09/07/2013

Le vain débat sur un salaire minimum

A ma gauche, les appels syndicaux en faveur d’une juste rétribution du travail, élément essentiel de la dignité humaine et subsidiairement pourvoyeur d’un revenu suffisant pour couvrir les besoins matériels de chaque ménage. A ma droite, l’argumentaire classique, et même néoclassique, qui s’appuie sur la logique économique pour rappeler que la fixation d’autorité d’un prix (d’un salaire) trop élevé réduit en soi les quantités échangées, en l’espèce le nombre effectif d’emplois disponibles à ce prix.


 

Partisans et adversaires de l’idée de salaire minimum s’affrontent ainsi sur deux terrains différents. Le travail pour les premiers aurait une dimension irréductible à sa seule valeur marchande, tandis que les seconds le réduisent au rôle de facteur de production substituable aux autres. Ils n’ont pas tout tort, puisque dans les pays ayant fixé un salaire minimum (SMIC ou son équivalent) trop haut, on observe une productivité élevée coexistant avec un chômage important, signe que les entreprises ont arbitré entre machines et main-d’œuvre au profit de celles-là. La France en est un bon exemple, où le produit intérieur brut (PIB) par heure travaillée est l’un des plus élevés de tous les pays de l’OCDE, et dépasse même celui de l’Allemagne ou de la Suisse.

Cette productivité élevée, qui compense en partie des coûts salariaux supérieurs à la moyenne et peut donc être considérée, dans la balance, comme un élément positif du point de vue de la compétitivité, a cependant un revers. Elle implique que le chômage ne peut baisser que si le taux de croissance du PIB est suffisant pour compenser et les gains de productivité et l’augmentation de la population active. On est aujourd’hui loin du compte, car même si, toujours pour la France, la productivité n’augmente plus guère que de 1,3% l’an (entre 2010 et 2011) et que le nombre d’heures travaillées y est pratiquement stable, il faudrait une augmentation annuelle du PIB nettement supérieure à 1% pour simplement maintenir le niveau actuel de l’emploi, alors que les perspectives de croissance, même dans l’hypothèse la plus optimiste, ne dépassent guère 0,3% aux dernières nouvelles.

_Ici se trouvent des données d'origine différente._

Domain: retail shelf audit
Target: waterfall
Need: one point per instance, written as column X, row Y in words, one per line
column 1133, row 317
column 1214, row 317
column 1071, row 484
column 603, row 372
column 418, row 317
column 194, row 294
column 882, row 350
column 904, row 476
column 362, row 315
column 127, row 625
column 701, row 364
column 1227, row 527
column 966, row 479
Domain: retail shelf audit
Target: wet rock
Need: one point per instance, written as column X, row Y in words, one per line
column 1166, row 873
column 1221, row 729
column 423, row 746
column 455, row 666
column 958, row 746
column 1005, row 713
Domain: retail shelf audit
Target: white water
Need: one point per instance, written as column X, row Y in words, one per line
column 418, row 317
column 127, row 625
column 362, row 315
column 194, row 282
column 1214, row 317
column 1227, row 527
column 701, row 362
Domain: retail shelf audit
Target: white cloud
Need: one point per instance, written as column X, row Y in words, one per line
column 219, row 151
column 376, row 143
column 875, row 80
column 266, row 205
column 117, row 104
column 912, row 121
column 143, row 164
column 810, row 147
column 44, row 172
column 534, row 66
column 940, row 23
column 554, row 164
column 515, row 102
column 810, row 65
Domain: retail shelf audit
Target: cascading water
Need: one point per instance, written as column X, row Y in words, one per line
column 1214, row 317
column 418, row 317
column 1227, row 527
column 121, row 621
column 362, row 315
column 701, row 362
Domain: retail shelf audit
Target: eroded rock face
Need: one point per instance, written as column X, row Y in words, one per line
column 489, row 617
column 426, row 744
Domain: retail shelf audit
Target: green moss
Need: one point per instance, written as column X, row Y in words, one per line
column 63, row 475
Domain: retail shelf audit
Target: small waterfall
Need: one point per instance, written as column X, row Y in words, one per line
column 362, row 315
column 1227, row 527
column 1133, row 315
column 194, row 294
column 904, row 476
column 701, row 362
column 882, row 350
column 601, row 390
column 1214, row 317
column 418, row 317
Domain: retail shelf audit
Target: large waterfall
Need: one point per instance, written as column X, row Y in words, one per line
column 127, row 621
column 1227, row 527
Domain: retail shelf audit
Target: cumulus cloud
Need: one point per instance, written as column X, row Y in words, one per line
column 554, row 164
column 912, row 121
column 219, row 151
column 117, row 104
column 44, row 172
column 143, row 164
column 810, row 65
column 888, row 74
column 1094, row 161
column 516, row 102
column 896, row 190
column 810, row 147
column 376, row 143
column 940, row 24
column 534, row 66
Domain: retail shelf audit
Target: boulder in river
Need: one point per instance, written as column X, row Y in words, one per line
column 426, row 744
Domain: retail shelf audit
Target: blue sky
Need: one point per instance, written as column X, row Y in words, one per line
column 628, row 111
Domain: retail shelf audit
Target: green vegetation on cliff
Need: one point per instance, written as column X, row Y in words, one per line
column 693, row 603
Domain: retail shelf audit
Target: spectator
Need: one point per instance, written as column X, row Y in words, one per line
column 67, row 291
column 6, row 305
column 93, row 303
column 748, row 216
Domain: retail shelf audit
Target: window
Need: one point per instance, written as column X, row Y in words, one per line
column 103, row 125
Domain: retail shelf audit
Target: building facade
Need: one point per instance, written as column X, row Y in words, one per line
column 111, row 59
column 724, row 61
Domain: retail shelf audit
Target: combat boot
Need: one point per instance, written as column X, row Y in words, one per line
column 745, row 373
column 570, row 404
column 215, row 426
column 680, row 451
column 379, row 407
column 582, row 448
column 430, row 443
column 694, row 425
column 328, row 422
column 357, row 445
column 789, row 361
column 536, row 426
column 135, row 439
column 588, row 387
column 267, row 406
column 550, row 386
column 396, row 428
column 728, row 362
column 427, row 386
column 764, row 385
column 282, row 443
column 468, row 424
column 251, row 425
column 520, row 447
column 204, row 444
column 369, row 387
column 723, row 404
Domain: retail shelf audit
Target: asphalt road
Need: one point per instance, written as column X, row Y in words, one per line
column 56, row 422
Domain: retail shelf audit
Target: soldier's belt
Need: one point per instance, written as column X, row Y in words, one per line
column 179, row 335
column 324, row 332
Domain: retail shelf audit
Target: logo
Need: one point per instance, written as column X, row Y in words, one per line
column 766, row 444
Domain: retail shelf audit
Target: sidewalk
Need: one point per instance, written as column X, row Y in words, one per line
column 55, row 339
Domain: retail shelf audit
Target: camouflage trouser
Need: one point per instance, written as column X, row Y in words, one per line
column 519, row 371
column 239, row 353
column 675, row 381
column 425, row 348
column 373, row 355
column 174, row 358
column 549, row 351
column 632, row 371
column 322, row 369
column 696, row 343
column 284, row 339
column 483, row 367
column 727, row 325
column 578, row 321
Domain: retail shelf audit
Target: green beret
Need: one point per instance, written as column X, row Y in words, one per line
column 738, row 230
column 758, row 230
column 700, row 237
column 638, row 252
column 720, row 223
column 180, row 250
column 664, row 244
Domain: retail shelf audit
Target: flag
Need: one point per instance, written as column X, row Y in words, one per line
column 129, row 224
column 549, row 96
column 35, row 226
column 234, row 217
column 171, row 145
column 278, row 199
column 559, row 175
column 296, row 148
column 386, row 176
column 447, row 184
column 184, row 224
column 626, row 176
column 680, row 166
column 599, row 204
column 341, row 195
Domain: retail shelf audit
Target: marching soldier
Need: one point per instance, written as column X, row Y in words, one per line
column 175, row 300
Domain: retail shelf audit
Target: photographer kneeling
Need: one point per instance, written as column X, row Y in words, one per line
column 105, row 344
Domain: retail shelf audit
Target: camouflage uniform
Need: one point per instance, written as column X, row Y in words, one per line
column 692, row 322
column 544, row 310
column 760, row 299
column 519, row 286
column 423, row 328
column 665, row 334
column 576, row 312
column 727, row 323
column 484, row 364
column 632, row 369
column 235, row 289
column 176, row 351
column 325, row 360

Un salaire minimum digne, mais néanmoins trop élevé pour que le chômage ait une quelconque chance de baisser, peut également être considéré sous un autre angle. Qu’il soit fixé par la loi ou qu’il résulte de la négociation entre partenaires sociaux, il revient en définitive à protéger les travailleurs au bénéfice d’un emploi de la concurrence de ceux qui n’en ont pas. Cette forme d’exclusion du marché du travail, qui fait des chômeurs les victimes d’une mesure censée restaurer la dignité humaine, n’est jamais évoquée par ceux qui s’en proclament les défenseurs.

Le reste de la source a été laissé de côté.